Ram Felix Rengel, Jr.


Culture & Traditions, Tuesday, 17 January 2006


Thoughts on Sinulog as a Secular Festival

Festivals are public events celebrated or held either for religious reasons or secular purposes. The activities often involve carefully planned programs or ceremonies, outpourings of admiration, rejoicing, or high revelry. In many cases, especially in pious societies, traditional secular celebrations normally include a religious service.

But secular celebrations, as distinguished from religious observances, are not centered on the holy significance of the event. In a general sense, a secular festival is held purposely as a public honoring of outstanding persons, or to commemorate important historical or cultural events, or to re-create cherished folkways.

The origin of communal celebration is a matter of assumption among scholars. Folklorists believe that the first festivals arose because of the anxieties of early peoples who did not understand the forces of nature and wished to conciliate with them. The most ancient festivals were associated with planting and harvest times or with honoring the dead.

There is general agreement that festivals came about as man's way of communicating with divine beings and are, therefore, originally religious in nature. But as these celebrations became a fixture in man's way of life, they soon took on dimensions other than religious. Many have continued into the modern times as secular festivals-still with some religious overtones, but only as a matter of historical connection.

The Sinulog, as a secular festival, fits this description. It may have started as a personal dance of supplication-for safety, good health, fair weather, and abundant harvest.
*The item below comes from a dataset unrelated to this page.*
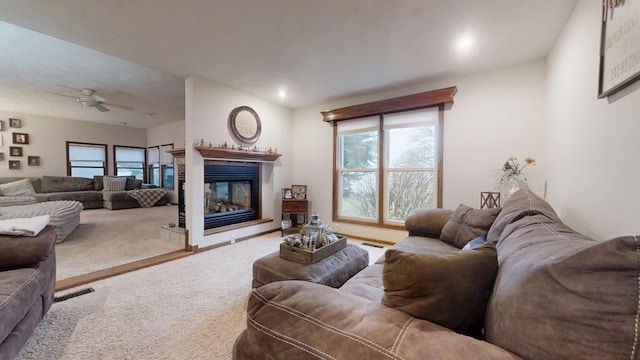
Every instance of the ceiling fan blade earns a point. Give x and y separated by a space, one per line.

Then, perhaps, people thought it would be more effective if they pooled their prayers together. So they began to dance the Sinulog in groups. And when they did, it began to look like a public celebration.

For a long, long time after the native Cebuanos were converted to Christianity, the Sinulog was performed by individual dancers that would gather into a small group at church patios. There was no uniformed choreography; each dancer invented his or her own steps. This particular Sinulog dance, a dance of prayer, is still evident today among old women dancers at the Basilica del Santo Niño. This is the religious Sinulog.

The dance that is performed during the Sinulog grand parade is something else. It is Cebu City's cultural festival, in much the same way that Kadaugan sa Maktan of Lapulapu City is a historical celebration and the Panagbenga of Baguio City a seasonal festival.

It is, of course, out of place for one to go and watch or participate in the Sinulog parade as a form of prayer.

But some people think that it is irreverent to make a religious exercise into something else, like, for instance, in the case of Sinulog. The complaint is mostly coming from those belonging to the Christian faith. It must be remembered, though, that this prayer dance was not even Christian in the first place. To this day, the performance of the religious Sinulog is restricted to the small yard fronting the church entrance. It is not clear whether the Catholic Church recognizes the ritual dance as a creditable Christian practice.

Yet the opposition to the frenzied, mischievous behavior that often show up during the Sinulog parade is, indeed, a point worth looking into. If Sinulog is to be an authentic cultural festival, perhaps there is need to dig deeper into its history, to see if in the olden days-back in the time of pagan Cebu-rowdiness and hoots were actually parts of the original Sinulog dance.

As societies change, the characteristics of their traditional festivals may also change. New festivals, like the Sinulog, emerge as others fade away. Today, we no longer have the linambay, a theatrical festival famous in old Cebu. Some festivals remain unaltered for generations, but many that survive have taken on different characteristics.

The value of Sinulog as a secular festival is obvious. For participants, it is a tonic. For observers, it is a spectacular entertainment. And it brings a corresponding dynamism to the local economy. This, however, is not to say that the same benefits would not have been enjoyed if this annual festival remained as a highly dignified event.